In early June, Val played one of the last concerts on his father’s Sonambient sculptures in an outbuilding, called the Sonambient Barn, behind the family farmhouse. (A lawsuit filed by Val’s two sisters arguing that they should take possession of their share of their father’s sound sculptures was recently settled in their favor, and they hope to eventually place them with a public museum.) Val will be moving his own sound sculptures into the barn over the next few months and plans to continue his concerts as well his tours of the family property and of the Bertoia Studio in the nearby town of Bally, where he maintains a storefront museum dedicated to his father.
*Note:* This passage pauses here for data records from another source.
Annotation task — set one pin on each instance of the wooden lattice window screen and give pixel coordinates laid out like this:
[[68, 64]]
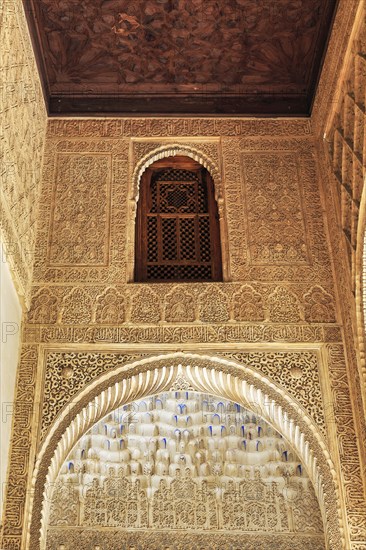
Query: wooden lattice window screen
[[177, 229]]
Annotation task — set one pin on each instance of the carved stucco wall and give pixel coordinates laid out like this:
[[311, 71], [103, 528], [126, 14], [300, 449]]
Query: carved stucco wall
[[278, 293], [23, 129], [280, 309]]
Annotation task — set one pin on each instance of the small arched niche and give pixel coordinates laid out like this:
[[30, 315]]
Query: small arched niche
[[177, 234], [183, 461]]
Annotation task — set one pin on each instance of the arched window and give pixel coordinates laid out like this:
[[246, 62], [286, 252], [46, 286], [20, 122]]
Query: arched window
[[177, 227]]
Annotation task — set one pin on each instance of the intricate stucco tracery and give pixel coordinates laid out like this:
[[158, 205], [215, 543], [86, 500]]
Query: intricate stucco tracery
[[217, 377], [184, 460]]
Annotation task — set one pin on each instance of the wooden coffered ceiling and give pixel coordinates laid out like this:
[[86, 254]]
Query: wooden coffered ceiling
[[180, 57]]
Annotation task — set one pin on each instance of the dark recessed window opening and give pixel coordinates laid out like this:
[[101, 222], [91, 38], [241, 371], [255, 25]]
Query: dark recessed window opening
[[177, 225]]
As Val moved in a balletic manner from sculpture to sculpture in the barn, pressing rods together with his hands and releasing them, or tapping a gong with a mallet, he created eerie sounds that continued to reverberate from each work— an ongoing musical composition of various tonal vibrations that was alternately reminiscent of church bells, chiming clocks and cymbals. It was easy to imagine the pleasure his father must have experienced in this light-filled, open space, surrounded by music of his own making.

Bertoia plays a bronze gong with an implement of his own creation in the barn, ca. 1975. Photo by and courtesy of Beverly H. Twitchell

The MAD exhibition has replicated the barn’s setup on a smaller scale with an installation of 19 sound sculptures made by Val. Museum visitors are encouraged to play them (under supervision) on Thursdays between 6 and 9 p.m. and on Saturdays between 12 and 3 p.m. The rest of the time, a four-channel sound installation that draws on Bertoia’s archive of recordings plays throughout the galleries, simulating the concerts he held in his barn. (Bertoia’s recordings were recently digitized and released in an 11-CD box set).
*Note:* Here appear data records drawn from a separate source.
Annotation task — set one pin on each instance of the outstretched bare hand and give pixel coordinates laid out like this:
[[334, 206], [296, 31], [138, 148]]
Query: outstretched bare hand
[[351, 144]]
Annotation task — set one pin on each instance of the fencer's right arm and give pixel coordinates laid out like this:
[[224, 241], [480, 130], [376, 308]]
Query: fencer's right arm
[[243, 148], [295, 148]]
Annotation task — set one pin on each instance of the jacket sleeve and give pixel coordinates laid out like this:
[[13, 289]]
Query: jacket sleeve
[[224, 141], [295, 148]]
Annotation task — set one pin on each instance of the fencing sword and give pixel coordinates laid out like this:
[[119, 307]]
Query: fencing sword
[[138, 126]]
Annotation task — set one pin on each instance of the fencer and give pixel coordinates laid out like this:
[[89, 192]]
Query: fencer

In 1971, Jeffrey and Miriam Eger, then recent London Film School graduates living in New York, agreed to document Bertoia at work. The resulting impressionistic film, Sonambients: The Sound Sculpture of Harry Bertoia, currently on view at MAD, combines footage of the artist playing his sculptures with video of pine needles and other natural forms in the surrounding landscape that share physical similarities with his creations.

In an interview with Jeffrey, Bertoia said he liked to think his Sonambient creations were inspired by the sounds of metalworking he delighted in as a child, made by gypsies who came to his town of San Lorenzo, Italy, to repair the locals’ pots and pans. “The pounding of the hammers and the shining of the metal made a great impression on me,” he said. “It may not be what I’m doing here, but I like to think that it is.”